Excerpt from the muster roll of Second Battalion, 8th Marines, November 1943.

It took two days for the dead men on Beach Red 3 to be buried. A long trench was bulldozed near the pier, and more than forty Marines were carried over and laid down under their ponchos. Private Geddes was among those buried in “Division Cemetery 3.”

Recovery

Dale Geddes’ burial ground was “beautified” by Navy garrison troops in 1944 and renamed Cemetery 27. A single large cross was put up and the names of the fallen painted on a plaque nearby. When the 604th Quartermaster Graves Registration Company arrived to exhume the battle casualties in 1946, however, they found not a trace of any remains beneath the monument – nor anywhere nearby. After days of searching in vain, they gave up and declared the 40 men permanently nonrecoverable.

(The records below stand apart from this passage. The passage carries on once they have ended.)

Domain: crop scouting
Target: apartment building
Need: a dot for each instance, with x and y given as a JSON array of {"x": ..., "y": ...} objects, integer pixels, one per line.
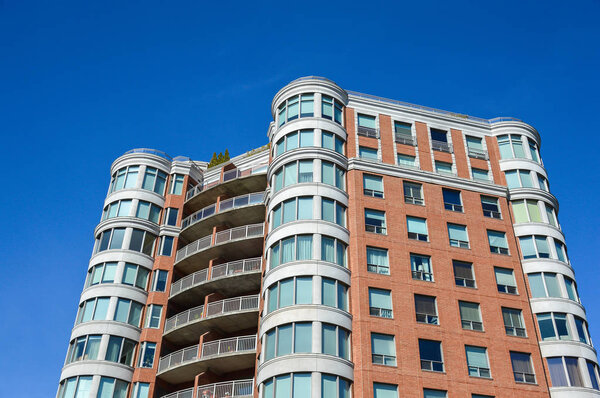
[{"x": 373, "y": 248}]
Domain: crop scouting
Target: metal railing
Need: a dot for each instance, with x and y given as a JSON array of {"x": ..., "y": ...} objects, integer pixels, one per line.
[
  {"x": 434, "y": 366},
  {"x": 368, "y": 132},
  {"x": 228, "y": 389},
  {"x": 227, "y": 176},
  {"x": 184, "y": 317},
  {"x": 378, "y": 269},
  {"x": 215, "y": 308},
  {"x": 441, "y": 146},
  {"x": 405, "y": 139},
  {"x": 376, "y": 229},
  {"x": 423, "y": 276},
  {"x": 210, "y": 349},
  {"x": 381, "y": 359},
  {"x": 218, "y": 271},
  {"x": 381, "y": 312},
  {"x": 459, "y": 243},
  {"x": 246, "y": 231},
  {"x": 373, "y": 193},
  {"x": 228, "y": 204},
  {"x": 433, "y": 110},
  {"x": 227, "y": 346},
  {"x": 472, "y": 325},
  {"x": 179, "y": 357},
  {"x": 477, "y": 153},
  {"x": 515, "y": 331},
  {"x": 187, "y": 393}
]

In 2015, the non-profit group History Flight conducted an archaeological dig at a shipyard on Betio. This expedition, the result of years of research and data supplied by GPR and a cadaver dog, found the original burial trench beneath a parking lot – quite some distance from the memorial location. The remains of 46 men were recovered by History Flight – and among them were those of Dale Geddes.

DNA analysis, plus additional material and circumstantial evidence, finally identified Dale Geddes in December 2015. The announcement went public in 2016, and the young Nebraskan was officially accounted for. He was returned to his family for burial in a family plot in Grand Island Cemetery.

Decorations

Purple Heart

For wounds resulting in his death, 20 November 1943.

Next Of Kin Address

Address of parents, William & Minnie Geddes.

Location Of Loss

Geddes’ battalion landed on and fought in the vicinity of Beach Red 3.